Abercrombie & Fitch saw second-quarter net income slide on weaker traffic and continued softness in the women’s business.
The company said net income dropped to $11.4 million over the quarter ending August 3 from $17.1 million in the same period last year.
Sales declined 1% to $845.7 million. Including direct-to-consumer, U.S. sales were down 8% to $597.3 million, while international sales grew 15% to $348.4 million.
Comparable sales fell 10% overall, declining 11% in the U.S., and 7% internationally.
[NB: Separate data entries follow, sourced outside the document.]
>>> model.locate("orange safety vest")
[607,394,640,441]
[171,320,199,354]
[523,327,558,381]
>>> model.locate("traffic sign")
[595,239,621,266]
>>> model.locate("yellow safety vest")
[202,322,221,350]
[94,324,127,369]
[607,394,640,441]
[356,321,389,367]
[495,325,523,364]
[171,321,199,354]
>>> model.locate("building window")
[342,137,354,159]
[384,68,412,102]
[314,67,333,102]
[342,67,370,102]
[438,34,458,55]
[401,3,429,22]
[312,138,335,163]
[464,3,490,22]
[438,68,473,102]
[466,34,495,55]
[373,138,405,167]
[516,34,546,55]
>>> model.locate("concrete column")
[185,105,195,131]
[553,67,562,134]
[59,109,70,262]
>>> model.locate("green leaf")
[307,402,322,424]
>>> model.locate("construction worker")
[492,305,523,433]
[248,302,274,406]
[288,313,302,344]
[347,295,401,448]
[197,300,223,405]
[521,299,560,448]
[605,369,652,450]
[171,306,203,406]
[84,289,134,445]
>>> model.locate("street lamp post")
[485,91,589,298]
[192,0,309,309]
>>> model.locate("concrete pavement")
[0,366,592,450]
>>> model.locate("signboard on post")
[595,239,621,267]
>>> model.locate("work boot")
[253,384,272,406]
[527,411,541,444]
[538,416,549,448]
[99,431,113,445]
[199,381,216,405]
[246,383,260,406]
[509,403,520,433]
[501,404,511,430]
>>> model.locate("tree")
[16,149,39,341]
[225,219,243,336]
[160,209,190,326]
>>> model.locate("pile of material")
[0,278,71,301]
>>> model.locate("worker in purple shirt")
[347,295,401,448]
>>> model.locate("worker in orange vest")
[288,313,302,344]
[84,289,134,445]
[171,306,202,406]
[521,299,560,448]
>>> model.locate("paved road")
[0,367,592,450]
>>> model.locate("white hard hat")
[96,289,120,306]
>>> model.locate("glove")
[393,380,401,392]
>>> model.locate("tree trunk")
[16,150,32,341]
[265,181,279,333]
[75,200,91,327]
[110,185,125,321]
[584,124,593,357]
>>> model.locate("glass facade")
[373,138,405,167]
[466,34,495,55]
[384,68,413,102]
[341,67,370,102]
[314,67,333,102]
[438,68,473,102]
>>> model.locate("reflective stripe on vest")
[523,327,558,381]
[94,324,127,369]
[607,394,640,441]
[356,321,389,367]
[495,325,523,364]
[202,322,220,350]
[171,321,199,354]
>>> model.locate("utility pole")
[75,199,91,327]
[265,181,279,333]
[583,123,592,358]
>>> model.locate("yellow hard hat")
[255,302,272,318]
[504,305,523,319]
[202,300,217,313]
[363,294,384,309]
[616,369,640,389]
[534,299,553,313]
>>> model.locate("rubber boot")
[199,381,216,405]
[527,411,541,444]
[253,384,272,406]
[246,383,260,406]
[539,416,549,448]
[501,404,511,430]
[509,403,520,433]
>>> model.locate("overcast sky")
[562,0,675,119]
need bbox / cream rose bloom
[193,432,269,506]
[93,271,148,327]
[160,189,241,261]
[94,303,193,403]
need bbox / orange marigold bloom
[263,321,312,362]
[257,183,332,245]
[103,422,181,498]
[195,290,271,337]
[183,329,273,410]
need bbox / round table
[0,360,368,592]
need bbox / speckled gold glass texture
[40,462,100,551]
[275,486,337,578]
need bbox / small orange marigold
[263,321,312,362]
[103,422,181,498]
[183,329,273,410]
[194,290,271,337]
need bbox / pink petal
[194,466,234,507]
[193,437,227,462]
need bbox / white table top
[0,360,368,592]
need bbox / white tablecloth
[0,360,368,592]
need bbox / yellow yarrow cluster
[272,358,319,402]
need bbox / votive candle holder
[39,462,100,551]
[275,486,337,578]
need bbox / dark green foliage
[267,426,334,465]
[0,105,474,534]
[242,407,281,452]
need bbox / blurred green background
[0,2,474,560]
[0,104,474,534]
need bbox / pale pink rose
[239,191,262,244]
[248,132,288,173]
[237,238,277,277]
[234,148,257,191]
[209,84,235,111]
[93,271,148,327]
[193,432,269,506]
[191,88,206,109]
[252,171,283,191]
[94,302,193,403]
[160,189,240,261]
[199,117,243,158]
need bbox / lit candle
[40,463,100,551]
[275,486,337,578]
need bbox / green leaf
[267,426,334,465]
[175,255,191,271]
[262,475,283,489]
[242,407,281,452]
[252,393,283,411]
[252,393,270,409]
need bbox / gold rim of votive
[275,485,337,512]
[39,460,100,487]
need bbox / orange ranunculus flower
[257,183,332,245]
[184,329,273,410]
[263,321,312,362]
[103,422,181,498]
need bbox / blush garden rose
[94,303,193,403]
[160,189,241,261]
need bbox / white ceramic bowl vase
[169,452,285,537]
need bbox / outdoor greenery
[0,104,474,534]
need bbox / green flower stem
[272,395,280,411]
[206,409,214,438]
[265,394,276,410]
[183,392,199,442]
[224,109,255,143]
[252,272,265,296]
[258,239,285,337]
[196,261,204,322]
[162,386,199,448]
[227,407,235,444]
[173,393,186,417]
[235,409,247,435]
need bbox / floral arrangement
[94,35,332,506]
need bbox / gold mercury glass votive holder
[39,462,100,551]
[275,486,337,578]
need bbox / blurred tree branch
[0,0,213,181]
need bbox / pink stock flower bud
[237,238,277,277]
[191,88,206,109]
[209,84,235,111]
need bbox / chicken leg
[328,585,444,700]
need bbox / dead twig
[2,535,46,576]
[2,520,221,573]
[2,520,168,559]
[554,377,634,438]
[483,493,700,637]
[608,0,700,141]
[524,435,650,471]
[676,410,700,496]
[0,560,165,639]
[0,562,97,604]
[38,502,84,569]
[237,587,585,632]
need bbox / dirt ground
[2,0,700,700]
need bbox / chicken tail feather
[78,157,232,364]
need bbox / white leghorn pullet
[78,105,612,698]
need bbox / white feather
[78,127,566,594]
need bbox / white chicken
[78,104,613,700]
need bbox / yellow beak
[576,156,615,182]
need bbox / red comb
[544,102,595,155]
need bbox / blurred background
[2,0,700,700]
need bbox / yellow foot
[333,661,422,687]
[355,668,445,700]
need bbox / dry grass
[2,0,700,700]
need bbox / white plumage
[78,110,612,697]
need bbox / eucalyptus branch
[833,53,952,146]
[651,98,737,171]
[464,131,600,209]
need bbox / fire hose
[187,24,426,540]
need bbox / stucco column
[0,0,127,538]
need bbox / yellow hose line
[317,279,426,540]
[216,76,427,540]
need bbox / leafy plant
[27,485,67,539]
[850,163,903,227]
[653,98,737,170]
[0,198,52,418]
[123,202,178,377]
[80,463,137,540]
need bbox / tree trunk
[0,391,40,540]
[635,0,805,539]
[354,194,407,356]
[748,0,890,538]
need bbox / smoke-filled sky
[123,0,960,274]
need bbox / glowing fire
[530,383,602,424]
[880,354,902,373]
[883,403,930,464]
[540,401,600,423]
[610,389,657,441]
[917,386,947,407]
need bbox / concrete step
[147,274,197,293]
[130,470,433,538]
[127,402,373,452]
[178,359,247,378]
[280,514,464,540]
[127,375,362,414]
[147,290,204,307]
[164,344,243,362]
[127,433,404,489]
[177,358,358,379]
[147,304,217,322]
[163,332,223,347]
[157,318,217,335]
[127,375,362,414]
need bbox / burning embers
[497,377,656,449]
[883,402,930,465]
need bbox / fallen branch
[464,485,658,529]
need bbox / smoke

“The second quarter was more difficult than expected due to weaker traffic and continued softness in the female business, consistent with what others have reported. In that context we are planning sales, inventory and expenses conservatively for the remainder of the year,” said chairman and CEO Mike Jeffries.
“Despite the challenging environment, we are very pleased by strong growth in our direct-to-consumer business and continued strong growth in China. We have also made excellent progress on our profit improvement initiative during the quarter, and we now expect savings from this initiative to exceed $100 million annually. In addition, we are nearing completion of our long-term strategic review, and we are confident that this will provide us with a clear roadmap for sustainable growth in sales, profitability and return on invested capital.”
Sales at the Abercrombie & Fitch brand fell 6%, were down 3% at Abercrombie Kids, falling 13% at Hollister Co.
The company expects third quarter comparable sales to fall slightly more than in second quarter, projecting diluted earnings in the range of $0.40-0.45.